"No, no," said Langholm, hoarsely; "no, I believe you! Yes—it was my first idea!"
"I hardly knew what I was doing," Severino whispered. "I was delirious then, if you like! Yet I remember it better than anything else in all my life. I have never forgotten it for an hour—since it first came back!"
"You really were unconscious for days afterwards?"
"I believe it was weeks. Otherwise, you must know—she will be the first to believe—I never could have let her—"
"My poor, dear fellow—of course—of course."
Langholm felt for the emaciated hand, and stroked it as though it had been a child's. Yet that was the hand that had slain Alexander Minchin! And Langholm thought of it; and still his own was almost womanly in the tender pity of its touch.
"I want to tell you," the sick lad murmured. "I wanted to tell her—God knows it—and that alone was why I came to her the moment I could find out where she was. No—no—not that alone! I am too ill to pretend any more. It was not all pretence when I let you think it was only passion that drove me down here. I believe I should have come, even if I had had nothing at all to tell her—only to be near her—as I was this afternoon! But the other made it a duty. Yet, when she came this afternoon, I could not do my duty. I had not the courage. It was too big a thing just to be with her again! And then the other lady—I thanked God for her too—for she made it impossible for me to speak. But to you I must ... especially after what you say."
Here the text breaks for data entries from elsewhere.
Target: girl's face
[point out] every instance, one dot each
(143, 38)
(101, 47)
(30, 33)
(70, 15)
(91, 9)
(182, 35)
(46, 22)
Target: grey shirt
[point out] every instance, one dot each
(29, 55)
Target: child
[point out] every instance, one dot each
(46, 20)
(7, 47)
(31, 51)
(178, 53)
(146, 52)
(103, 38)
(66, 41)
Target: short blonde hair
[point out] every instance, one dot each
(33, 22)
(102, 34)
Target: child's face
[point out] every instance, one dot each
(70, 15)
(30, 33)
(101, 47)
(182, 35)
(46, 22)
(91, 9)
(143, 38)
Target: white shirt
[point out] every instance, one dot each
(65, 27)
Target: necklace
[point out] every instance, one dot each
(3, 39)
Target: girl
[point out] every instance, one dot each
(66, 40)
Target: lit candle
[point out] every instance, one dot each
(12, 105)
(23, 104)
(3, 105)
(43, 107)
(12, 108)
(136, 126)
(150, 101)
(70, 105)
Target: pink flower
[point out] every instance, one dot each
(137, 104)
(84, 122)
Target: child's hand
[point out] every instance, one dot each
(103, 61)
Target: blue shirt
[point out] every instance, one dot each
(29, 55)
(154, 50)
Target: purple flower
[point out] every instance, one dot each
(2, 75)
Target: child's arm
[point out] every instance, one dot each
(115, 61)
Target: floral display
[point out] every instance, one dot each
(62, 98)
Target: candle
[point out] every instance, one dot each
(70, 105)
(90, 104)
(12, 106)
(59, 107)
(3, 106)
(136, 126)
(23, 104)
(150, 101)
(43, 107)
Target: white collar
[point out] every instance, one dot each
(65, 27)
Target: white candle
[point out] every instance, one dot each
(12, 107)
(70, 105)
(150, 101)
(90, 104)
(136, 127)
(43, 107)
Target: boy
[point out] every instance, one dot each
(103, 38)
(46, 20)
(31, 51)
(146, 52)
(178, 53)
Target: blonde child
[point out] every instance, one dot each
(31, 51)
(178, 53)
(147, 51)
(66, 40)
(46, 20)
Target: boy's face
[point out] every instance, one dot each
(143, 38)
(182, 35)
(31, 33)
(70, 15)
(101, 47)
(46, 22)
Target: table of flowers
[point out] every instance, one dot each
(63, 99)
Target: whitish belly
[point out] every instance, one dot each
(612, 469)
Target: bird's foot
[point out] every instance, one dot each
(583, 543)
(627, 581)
The man came out in Langholm's ministrations. "One minute," he said; and returned in two or three with a pint of tolerable champagne. "I keep a few for angel's visits," he explained; "but I am afraid I must light the candle. I will put it at the other side of the room. Do you mind the tumbler? Now drink, and tell me only what you feel inclined, neither more nor less."
"It is all written down," began Severino, in better voice for the first few drams: "how I first heard her singing through the open windows in the summer—only last summer!—how she heard me playing, and how afterwards we came to meet. She was unhappy; he was a bad husband; but I only saw it for myself. He was nice enough to me in his way—liked to send round for me to play when they had anybody there—but there was only one reason why I went. Oh, yes ... the ground she trod on ... the air she breathed! I make no secret of it now; if I made any then, it was because I knew her too well, and feared to lose what I had got. And yet—that brute, that bully, that coarse—"
He checked himself by an effort that stained his face a sickly brown in the light of the distant candle. Langholm handed him the tumbler, and a few more drams went down to do the only good—the temporary good—that human aid could do for Severino now. His eyes brightened. He lay still and silent, collecting strength and self-control.